Man wolle vor allem den humanitären Notlagen Rechnung tragen, so Staatssekretär Mayer. Besonders schwer erkrankten und behinderten Personen werde man in besonderer Weise die Möglichkeit eröffnen, in dieses Kontingent von 1.000 Personen aufgenommen zu werden. An der Befristung der Aufenthaltserlaubnis für nachziehende Familienangehörige ändere sich aber nichts:
"Es handelt sich um Personen, die sich nur über einen bestimmten Zeitraum in Deutschland aufhalten sollen, die einen Schutzstatus für ein Jahr bekommen. Auch was die Regelungen anbelangt zur Erlangung der Niederlassungserlaubnis, aber auch die materiellen Voraussetzungen unterscheiden sich grundlegend auch von Personen, die nach Genfer Flüchtlingskonvention anerkannt wurden. Deshalb gibt es aus meiner Sicht nach sehr gute Gründe dafür, dabei zu bleiben, dass der Rechtsanspruch ausgeschlossen ist."
Auch deshalb kritisiert der Münchner Anwalt Hubert Heinold die ab Anfang August gültige Neuregelung scharf. Neue Mandate nimmt der 70-Jährige nicht mehr an. Denn er sagt, dass die Gerichtsentscheide immer restriktiver und sogar zynischer würden, wenn es um die Frage des Familiennachzugs geht:
"Es gibt auch durchaus Gerichtsentscheidungen, in denen zynisch drinsteht: Das haben die selbst so gewollt, das Kind ist vorneweg geschickt worden. Die haben also von Anfang an die Trennung der Familie billigend in Kauf genommen. Und jetzt müssen sie halt damit zurechtkommen.
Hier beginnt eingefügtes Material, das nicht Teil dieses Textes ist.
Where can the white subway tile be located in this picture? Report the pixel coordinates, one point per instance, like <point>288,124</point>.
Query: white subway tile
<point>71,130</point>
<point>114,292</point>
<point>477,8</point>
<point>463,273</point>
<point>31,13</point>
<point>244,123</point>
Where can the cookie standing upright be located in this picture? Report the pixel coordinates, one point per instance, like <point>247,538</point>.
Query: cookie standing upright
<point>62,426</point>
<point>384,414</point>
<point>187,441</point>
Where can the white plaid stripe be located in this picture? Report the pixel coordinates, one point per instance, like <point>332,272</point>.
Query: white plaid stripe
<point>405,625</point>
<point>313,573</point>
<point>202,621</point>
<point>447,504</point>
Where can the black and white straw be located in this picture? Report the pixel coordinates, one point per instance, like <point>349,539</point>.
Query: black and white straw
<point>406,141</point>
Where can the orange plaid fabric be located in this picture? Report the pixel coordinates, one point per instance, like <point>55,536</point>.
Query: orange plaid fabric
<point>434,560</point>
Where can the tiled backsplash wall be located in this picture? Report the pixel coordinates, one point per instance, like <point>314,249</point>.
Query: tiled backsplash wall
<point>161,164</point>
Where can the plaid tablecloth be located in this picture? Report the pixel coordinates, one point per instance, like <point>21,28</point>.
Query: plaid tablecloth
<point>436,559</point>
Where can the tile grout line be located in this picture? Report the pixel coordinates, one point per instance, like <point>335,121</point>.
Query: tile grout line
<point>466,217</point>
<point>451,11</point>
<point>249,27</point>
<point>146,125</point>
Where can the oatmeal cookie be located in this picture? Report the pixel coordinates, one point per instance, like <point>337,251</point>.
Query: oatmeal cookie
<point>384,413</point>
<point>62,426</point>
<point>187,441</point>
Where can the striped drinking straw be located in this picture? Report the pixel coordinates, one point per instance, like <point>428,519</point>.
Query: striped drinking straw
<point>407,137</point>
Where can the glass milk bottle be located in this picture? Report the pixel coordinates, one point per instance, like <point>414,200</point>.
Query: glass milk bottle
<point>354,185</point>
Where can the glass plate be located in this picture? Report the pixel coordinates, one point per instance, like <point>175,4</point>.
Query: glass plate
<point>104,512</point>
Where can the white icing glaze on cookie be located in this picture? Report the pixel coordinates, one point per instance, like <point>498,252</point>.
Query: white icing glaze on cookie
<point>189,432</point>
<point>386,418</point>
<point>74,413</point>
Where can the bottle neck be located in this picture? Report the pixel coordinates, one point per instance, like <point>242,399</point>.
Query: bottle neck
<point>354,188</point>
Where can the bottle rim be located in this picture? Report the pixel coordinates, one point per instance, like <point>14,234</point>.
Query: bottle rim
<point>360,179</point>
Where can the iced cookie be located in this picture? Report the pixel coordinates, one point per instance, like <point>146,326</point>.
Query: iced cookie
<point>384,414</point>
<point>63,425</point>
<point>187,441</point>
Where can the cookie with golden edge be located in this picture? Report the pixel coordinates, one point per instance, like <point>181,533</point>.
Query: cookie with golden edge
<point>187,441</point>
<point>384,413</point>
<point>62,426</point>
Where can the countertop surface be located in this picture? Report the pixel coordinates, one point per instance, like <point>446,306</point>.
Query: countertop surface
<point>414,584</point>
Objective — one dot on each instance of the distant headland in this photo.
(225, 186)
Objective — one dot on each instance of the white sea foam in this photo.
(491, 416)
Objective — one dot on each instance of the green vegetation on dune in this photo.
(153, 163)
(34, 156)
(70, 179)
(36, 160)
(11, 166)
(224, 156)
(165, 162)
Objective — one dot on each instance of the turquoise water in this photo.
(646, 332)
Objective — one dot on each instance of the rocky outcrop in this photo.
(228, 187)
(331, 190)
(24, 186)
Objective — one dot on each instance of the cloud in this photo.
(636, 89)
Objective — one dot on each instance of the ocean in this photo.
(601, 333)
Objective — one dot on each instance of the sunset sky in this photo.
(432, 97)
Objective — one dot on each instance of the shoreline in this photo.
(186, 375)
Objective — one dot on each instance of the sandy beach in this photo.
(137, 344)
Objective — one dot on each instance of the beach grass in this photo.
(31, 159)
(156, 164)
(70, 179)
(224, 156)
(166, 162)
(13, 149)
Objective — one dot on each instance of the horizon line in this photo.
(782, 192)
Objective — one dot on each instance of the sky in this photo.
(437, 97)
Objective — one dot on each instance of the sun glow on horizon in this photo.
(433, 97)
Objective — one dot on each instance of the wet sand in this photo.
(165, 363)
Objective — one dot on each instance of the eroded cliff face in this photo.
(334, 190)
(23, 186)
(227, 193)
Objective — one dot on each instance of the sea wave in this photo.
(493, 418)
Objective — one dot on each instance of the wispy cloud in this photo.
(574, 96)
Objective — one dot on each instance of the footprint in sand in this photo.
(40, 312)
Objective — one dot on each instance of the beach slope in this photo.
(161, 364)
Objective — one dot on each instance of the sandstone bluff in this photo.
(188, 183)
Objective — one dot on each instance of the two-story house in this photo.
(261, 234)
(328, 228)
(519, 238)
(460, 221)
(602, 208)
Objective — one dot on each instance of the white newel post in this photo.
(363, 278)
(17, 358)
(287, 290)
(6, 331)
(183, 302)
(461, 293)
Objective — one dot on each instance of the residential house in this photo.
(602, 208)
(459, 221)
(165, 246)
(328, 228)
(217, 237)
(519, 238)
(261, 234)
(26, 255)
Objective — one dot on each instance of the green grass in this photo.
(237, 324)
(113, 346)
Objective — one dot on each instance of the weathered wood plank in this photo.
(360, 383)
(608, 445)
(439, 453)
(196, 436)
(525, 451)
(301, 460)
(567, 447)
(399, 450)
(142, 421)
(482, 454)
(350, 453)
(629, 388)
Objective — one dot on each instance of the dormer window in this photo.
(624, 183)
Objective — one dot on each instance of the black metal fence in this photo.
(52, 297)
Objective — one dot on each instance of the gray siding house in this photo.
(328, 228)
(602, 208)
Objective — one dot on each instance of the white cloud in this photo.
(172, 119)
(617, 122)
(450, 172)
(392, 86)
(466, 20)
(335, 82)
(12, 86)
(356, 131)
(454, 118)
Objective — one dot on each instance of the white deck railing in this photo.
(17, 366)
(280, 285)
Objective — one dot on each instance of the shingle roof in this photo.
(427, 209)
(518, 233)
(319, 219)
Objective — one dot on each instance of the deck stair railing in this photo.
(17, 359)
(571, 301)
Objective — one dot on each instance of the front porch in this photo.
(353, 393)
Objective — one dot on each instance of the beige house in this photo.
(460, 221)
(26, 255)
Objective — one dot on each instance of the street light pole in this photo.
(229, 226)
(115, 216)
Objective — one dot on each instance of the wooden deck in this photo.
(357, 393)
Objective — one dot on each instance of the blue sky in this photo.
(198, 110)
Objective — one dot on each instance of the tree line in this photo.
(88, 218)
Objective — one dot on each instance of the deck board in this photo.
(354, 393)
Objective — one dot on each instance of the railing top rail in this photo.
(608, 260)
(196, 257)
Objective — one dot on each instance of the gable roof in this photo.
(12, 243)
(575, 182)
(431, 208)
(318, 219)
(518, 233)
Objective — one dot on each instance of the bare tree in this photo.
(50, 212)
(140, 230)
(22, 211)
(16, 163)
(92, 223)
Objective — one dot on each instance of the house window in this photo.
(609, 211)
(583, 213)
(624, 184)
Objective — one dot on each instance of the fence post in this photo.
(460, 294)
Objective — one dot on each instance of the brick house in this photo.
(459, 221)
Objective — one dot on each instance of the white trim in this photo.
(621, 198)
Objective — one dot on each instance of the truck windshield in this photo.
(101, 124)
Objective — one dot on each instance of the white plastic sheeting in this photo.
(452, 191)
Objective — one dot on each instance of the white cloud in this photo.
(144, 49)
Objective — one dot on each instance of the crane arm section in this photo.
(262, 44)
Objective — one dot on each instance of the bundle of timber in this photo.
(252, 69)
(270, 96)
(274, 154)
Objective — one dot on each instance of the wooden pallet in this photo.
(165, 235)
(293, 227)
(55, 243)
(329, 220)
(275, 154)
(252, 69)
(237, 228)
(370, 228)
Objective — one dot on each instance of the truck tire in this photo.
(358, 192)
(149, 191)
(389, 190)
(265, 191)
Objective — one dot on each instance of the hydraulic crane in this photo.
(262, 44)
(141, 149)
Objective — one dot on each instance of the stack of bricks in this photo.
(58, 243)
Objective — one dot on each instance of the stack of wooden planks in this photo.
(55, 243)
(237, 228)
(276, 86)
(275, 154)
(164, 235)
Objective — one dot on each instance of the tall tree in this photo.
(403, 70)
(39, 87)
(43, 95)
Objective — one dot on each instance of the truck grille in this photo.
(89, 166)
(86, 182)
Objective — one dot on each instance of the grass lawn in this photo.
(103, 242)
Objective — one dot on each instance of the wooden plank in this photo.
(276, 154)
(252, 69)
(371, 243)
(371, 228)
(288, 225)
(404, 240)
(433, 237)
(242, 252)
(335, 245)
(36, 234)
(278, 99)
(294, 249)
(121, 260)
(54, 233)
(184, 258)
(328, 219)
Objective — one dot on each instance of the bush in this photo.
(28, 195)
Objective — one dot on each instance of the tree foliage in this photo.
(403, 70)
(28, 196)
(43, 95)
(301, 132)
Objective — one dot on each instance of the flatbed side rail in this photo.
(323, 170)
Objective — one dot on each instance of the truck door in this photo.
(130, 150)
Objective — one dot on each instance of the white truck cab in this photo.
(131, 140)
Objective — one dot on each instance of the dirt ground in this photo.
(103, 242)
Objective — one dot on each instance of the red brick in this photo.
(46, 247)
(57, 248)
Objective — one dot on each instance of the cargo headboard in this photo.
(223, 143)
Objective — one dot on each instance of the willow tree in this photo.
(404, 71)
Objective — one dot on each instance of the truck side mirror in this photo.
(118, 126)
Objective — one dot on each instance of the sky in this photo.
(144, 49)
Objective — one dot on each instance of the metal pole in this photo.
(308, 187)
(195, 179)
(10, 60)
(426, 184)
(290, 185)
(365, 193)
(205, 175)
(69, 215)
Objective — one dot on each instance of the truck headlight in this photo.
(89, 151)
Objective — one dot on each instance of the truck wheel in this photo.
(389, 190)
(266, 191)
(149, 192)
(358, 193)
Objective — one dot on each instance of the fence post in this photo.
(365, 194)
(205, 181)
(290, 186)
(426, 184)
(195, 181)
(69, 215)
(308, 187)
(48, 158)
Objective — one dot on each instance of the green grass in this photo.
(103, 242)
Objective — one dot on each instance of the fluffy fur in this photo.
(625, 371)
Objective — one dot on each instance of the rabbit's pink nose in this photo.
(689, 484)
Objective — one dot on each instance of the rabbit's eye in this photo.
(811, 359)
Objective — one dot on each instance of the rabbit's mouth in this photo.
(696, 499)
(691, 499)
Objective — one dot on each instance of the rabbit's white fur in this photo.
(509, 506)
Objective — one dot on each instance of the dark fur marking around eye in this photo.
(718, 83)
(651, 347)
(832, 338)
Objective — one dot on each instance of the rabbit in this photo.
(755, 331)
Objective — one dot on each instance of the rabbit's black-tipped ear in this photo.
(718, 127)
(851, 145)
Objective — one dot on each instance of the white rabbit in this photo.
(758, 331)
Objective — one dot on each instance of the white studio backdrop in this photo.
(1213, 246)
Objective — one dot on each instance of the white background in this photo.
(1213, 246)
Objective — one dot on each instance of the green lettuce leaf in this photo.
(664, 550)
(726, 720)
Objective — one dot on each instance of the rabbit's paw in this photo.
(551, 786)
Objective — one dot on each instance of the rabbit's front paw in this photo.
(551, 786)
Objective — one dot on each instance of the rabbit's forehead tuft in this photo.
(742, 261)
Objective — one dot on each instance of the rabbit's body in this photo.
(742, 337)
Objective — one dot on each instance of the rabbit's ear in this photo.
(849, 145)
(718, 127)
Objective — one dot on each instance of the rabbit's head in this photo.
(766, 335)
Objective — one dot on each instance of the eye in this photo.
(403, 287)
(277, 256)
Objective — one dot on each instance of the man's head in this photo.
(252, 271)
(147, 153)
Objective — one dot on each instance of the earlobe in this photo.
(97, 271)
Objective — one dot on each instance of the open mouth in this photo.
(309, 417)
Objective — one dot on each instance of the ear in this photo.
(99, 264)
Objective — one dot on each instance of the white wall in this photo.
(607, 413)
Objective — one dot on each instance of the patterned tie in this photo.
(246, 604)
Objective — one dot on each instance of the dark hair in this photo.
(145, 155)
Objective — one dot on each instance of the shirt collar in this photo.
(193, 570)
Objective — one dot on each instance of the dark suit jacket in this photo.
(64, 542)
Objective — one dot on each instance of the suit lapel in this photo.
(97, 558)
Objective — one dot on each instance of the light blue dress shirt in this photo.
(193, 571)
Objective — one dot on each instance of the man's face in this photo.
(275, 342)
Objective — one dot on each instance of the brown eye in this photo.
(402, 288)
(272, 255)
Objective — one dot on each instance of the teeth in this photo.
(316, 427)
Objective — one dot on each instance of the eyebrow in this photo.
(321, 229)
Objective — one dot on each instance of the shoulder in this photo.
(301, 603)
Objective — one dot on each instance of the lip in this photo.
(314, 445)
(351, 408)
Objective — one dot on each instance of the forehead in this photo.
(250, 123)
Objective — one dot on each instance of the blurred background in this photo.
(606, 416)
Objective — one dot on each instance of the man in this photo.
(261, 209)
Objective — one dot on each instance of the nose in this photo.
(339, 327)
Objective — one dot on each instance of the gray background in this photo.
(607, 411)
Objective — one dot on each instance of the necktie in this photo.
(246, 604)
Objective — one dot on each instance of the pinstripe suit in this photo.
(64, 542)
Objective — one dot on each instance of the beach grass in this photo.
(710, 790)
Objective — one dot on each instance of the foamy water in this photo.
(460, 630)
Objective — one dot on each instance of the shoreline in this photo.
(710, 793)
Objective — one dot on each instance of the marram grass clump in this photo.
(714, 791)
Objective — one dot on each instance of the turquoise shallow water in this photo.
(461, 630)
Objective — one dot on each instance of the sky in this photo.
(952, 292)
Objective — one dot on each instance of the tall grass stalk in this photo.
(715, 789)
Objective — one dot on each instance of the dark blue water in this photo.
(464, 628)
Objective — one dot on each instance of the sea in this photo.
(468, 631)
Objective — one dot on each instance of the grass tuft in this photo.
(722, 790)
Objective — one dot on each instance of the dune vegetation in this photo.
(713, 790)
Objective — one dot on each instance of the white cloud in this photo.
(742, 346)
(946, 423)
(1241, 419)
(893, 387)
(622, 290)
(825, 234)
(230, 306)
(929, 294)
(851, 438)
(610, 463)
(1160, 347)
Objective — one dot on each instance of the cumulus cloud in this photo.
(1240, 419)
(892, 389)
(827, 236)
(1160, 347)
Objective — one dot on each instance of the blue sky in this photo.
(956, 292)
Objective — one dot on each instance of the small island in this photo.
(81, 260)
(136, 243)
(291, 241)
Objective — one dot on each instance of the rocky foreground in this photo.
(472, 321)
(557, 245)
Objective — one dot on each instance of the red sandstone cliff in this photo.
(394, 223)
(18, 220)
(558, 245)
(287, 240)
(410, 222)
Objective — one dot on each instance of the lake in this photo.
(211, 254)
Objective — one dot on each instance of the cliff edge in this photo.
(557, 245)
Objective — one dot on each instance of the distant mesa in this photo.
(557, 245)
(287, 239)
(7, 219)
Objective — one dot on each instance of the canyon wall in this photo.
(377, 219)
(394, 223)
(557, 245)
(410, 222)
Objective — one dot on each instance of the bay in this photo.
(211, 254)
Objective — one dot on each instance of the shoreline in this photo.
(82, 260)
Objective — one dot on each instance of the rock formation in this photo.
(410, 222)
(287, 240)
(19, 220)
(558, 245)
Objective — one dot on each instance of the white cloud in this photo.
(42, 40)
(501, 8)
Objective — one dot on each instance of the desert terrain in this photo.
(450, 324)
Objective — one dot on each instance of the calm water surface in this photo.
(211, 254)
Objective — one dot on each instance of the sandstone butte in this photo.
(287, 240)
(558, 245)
Beziehungsweise sie müssen entscheiden, wenn ein Elternpaar existiert, ob das eine Elternteil hierher kommt zu dem einen Minderjährigen und das andere Elternteil vielleicht in der Heimat bleibt."
Viele offene Fragen
Offen ist, wie viele Menschen von der Möglichkeit des Familienanzugs Gebrauch machen werden. Schätzungen eines Forschungsinstituts der Bundesagentur für Arbeit gehen von insgesamt bis zu 60.000 aus. Wann die Ersten nach Deutschland reisen können, steht auch noch nicht fest. An vielen deutschen Botschaften und Konsulaten müssen erst mal Zehntausende Anträge bearbeitet werden. Den Münchener Rechtsanwalt würde es nicht wundern, wenn Familien sich gezwungen sehen könnten, illegale Wege nach Deutschland zu finden, um nicht noch länger warten zu müssen.
"Der Antrag lohnt sich schon, aber man muss sich klar darüber sein, dass es etwas von Lotterie hat. Von den aktuellen Antragstellern werden ein Prozent in absehbarer Zeit eine positive Entscheidung bekommen. 50 Prozent in einem Zeitraum von ein, zwei Jahren und der Rest in einem Zeitraum zwei plus Jahren. Das ist die objektive Situation."